A taxonomy of the phrase, from the merely aspirational to the budget-line-item kind that quietly precedes a reorganization.

"AI-first" is now said in performance reviews, in onboarding decks, in the third paragraph of cover letters. It is said by people who mean very different things by it, and it is heard by people who hear, increasingly, the same thing: that the shape of their job is about to be quietly renegotiated.

There is a useful taxonomy hidden inside the phrase. Five different things hide under "AI- first," depending on who is saying it and where in the budget cycle they are saying it from. Once you can hear the difference, the rest of the deck becomes legible.

Five things hiding inside one phrase

1. Aspirational. The most innocent of the five. The team would like to be using AI more. It is not, in practice, doing so. The phrase appears in a recruiting page, where it does a job — it suggests modernity. Nothing else is implied.

2. Tooling. The team has bought one or two AI tools and integrated them into the daily workflow. The work has not been restructured around them. The phrase is descriptive. It is also, often, the truth.

3. Workflow. The team has redesigned its process so that AI is doing a step that a person used to do. The headcount has not changed yet, but the work each person does has changed. This is the phase in which people start to talk about "leverage" without quite saying "fewer of us."

4. Budget-line-item. The team has a formal target — a percentage of work to be done by, with, or through AI — and that target is in someone's compensation. When the phrase is said by the person whose comp is tied to it, listen carefully. The reorganization is no longer aspirational.

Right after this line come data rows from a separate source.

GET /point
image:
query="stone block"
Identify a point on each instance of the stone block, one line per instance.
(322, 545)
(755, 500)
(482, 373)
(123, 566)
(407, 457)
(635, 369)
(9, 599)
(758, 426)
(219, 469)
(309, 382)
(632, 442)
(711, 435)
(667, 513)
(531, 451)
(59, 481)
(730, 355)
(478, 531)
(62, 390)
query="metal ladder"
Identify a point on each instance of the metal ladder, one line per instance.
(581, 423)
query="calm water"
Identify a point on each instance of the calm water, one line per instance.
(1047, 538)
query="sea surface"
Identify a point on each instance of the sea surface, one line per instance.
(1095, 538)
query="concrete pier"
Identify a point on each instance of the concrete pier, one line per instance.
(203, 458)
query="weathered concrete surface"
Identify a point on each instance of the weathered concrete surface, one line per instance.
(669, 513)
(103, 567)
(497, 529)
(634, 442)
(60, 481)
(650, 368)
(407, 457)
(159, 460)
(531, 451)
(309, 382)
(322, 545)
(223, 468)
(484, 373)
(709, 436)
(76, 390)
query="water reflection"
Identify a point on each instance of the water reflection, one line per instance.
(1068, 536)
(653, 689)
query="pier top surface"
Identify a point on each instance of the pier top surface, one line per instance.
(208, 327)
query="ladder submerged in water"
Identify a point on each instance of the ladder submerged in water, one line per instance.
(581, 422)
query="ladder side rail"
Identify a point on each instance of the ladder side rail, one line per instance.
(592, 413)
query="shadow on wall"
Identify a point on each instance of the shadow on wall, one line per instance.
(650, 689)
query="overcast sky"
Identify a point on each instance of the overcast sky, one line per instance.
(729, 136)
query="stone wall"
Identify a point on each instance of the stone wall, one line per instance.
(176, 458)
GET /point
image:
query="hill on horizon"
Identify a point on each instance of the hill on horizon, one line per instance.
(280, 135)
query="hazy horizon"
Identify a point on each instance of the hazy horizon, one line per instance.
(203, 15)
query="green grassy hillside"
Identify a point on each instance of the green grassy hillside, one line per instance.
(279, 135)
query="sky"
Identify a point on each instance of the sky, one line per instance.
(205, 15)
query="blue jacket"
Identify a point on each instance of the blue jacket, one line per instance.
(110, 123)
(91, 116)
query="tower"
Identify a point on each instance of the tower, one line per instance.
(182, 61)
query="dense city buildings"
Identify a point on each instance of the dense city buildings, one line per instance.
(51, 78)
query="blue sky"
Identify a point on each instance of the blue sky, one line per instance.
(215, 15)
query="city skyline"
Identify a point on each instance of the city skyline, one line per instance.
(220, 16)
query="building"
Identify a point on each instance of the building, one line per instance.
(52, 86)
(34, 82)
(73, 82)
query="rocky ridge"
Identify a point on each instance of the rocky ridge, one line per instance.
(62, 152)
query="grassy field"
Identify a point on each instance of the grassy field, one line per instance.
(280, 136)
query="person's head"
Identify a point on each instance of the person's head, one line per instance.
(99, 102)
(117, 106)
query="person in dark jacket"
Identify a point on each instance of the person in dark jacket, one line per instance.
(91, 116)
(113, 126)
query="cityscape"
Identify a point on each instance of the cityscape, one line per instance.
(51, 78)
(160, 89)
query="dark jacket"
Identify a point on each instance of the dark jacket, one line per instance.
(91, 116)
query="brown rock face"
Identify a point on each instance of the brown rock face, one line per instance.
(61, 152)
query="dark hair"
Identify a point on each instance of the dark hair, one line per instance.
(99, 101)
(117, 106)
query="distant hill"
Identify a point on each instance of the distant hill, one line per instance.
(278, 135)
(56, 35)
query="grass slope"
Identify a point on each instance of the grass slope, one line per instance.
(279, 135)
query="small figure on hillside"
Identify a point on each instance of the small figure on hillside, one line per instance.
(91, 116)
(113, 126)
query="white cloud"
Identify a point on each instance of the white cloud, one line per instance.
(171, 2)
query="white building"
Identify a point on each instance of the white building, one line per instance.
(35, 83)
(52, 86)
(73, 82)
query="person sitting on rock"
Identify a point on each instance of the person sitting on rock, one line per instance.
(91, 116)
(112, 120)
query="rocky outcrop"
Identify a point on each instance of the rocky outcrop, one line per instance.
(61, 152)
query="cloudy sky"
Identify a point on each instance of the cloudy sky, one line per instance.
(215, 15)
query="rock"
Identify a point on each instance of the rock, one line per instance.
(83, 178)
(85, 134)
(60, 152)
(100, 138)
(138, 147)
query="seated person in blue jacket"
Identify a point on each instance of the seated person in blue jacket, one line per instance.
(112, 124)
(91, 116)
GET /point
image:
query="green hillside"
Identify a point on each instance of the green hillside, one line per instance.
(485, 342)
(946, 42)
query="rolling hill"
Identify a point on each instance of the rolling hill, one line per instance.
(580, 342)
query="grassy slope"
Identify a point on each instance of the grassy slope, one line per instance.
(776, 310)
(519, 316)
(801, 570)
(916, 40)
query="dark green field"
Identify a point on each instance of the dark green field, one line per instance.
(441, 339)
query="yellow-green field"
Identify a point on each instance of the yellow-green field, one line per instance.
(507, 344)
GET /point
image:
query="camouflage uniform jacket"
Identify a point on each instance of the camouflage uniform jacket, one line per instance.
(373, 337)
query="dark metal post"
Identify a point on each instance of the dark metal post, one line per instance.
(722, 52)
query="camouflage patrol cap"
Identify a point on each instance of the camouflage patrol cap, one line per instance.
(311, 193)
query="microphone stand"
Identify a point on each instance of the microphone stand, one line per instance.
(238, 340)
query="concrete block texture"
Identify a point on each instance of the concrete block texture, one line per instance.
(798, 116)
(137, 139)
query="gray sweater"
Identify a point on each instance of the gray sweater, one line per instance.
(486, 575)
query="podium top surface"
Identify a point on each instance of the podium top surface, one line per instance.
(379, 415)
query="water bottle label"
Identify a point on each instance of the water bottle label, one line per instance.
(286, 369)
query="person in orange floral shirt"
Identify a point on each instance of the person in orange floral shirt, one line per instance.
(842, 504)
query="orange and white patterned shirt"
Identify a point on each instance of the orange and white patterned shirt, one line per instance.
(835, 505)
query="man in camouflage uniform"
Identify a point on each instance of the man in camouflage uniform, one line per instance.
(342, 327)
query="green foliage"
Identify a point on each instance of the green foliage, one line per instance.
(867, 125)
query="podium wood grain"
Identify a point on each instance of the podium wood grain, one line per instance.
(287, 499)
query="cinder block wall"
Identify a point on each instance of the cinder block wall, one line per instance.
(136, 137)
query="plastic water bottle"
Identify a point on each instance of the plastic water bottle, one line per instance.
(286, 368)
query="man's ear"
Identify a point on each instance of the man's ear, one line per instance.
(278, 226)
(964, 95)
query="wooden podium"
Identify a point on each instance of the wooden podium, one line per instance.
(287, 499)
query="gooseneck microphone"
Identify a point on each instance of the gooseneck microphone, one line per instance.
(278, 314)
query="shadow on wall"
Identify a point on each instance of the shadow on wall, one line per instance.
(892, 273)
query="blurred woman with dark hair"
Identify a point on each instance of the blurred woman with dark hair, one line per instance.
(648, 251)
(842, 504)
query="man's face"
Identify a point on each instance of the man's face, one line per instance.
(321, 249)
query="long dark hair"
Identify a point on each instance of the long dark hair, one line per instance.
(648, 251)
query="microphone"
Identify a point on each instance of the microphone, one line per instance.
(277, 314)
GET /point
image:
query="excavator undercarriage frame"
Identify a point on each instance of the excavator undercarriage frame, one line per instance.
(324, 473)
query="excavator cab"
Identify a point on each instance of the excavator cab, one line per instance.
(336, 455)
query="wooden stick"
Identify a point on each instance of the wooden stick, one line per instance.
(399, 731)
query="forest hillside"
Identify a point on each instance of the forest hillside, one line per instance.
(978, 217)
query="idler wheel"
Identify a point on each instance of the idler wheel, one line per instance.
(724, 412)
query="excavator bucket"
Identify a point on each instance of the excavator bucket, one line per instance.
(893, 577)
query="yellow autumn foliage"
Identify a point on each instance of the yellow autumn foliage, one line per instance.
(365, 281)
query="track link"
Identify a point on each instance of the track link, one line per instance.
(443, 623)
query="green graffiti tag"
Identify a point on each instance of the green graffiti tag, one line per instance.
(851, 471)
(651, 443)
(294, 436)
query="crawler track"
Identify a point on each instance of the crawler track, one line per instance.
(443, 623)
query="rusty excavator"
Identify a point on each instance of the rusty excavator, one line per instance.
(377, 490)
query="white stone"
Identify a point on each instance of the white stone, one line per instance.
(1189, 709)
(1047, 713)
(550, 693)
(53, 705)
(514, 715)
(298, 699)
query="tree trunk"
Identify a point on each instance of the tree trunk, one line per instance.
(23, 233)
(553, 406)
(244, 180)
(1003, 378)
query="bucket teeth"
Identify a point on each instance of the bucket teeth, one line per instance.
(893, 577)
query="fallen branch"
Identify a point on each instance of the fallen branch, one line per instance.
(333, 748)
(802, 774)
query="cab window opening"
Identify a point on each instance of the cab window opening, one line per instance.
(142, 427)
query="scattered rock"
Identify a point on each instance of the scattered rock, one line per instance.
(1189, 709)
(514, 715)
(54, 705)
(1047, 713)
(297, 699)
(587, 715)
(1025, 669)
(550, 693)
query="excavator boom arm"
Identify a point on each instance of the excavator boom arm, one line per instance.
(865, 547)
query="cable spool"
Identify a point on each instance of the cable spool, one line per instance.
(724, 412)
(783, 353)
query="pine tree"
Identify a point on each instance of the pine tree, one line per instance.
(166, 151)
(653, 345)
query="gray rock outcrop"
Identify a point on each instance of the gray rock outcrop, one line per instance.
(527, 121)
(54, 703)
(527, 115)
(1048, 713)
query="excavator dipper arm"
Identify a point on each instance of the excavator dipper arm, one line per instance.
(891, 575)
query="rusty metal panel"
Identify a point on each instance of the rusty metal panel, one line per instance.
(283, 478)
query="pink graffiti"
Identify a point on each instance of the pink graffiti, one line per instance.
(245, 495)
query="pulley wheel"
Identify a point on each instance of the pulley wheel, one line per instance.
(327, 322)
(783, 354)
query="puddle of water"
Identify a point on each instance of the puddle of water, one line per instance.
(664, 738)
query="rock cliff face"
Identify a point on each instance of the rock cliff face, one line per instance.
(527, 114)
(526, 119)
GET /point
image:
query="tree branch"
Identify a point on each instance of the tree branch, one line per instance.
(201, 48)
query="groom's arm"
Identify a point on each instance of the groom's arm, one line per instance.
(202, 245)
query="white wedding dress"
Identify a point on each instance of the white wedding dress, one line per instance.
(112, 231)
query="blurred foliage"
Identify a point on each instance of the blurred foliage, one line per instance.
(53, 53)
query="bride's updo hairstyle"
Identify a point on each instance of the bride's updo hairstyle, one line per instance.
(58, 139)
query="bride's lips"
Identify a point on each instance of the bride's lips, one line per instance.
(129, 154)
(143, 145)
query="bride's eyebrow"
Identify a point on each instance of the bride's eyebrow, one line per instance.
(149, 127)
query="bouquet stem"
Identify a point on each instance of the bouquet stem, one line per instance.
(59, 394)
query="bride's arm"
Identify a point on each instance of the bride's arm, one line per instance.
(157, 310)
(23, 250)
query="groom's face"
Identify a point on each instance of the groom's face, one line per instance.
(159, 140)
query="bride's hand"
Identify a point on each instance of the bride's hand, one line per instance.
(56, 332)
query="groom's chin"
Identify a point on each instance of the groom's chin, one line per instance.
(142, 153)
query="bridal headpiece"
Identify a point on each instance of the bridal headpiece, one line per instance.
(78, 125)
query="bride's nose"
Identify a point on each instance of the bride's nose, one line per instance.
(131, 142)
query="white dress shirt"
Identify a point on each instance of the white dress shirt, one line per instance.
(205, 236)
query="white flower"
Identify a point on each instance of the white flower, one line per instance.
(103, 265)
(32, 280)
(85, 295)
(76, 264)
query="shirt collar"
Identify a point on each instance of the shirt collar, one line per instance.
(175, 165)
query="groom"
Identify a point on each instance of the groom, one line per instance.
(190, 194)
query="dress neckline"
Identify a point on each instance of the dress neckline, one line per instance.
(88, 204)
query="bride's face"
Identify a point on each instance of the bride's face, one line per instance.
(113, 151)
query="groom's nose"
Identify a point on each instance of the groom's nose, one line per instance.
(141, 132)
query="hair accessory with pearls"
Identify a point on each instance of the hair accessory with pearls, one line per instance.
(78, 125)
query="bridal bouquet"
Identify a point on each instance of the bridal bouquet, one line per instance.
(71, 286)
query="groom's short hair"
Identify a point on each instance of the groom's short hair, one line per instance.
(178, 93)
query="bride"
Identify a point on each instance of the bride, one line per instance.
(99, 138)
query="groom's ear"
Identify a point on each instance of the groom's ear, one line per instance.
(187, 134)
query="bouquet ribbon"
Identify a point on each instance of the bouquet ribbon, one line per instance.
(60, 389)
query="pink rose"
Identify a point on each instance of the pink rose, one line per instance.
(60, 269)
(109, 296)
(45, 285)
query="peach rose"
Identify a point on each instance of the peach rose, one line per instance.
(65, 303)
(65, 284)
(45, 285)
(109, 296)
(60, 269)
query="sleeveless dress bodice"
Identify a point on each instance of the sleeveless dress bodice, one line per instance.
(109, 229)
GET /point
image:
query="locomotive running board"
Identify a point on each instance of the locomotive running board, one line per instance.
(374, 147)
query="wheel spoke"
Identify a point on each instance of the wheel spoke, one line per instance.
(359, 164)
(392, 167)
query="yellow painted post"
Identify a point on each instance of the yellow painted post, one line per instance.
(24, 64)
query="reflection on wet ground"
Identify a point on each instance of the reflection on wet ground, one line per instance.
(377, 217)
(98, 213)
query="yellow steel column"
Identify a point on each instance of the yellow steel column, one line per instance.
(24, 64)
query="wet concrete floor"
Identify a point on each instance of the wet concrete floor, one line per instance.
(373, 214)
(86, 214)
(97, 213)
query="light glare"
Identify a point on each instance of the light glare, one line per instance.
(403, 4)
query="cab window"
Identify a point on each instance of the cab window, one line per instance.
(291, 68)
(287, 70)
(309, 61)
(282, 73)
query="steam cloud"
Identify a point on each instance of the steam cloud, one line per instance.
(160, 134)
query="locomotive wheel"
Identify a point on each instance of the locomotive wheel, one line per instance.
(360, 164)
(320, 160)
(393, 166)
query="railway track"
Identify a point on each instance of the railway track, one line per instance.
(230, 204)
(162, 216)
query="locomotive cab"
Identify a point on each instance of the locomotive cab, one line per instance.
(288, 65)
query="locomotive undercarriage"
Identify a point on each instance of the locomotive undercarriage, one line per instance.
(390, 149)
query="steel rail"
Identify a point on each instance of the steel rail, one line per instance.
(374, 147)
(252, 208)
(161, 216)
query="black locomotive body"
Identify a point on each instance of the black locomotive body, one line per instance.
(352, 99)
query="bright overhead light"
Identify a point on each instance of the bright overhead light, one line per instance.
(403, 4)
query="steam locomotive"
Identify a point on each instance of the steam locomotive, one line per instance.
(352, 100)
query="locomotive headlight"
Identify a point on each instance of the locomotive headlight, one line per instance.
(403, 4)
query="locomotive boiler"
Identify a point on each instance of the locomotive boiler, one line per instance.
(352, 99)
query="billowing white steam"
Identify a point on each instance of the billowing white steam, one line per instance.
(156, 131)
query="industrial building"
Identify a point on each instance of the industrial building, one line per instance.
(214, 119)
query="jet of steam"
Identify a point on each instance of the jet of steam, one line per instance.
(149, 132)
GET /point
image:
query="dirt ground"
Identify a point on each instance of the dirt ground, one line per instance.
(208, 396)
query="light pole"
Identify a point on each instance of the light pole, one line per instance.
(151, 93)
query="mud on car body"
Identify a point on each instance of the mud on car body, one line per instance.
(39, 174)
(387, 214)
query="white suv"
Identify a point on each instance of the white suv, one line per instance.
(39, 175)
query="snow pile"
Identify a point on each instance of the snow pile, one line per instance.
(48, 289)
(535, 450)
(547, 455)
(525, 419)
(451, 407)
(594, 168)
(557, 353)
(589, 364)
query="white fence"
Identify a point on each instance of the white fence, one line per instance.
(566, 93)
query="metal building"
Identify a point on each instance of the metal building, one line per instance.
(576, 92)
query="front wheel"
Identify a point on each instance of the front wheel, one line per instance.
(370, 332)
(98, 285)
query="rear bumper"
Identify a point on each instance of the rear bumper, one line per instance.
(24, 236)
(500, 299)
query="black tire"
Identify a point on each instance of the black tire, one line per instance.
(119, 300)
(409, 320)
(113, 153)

5. Reorganization-in-progress. The phrase, by this point, is a euphemism. The team has been told it will be smaller next quarter, and "AI-first" is the word used to describe why. The deck will not say "layoff." It will say "shape of the team." The two phrases have, for a year now, traveled together.

How to listen for it

The single most useful question to ask a manager who has said "AI-first" in your hearing is: "Whose comp is tied to that?" The answer will, in almost every case, place the team somewhere on the five-step ladder above. The phrase is at its most aspirational when it is in no one's OKR. It is at its most consequential when it is in two people's.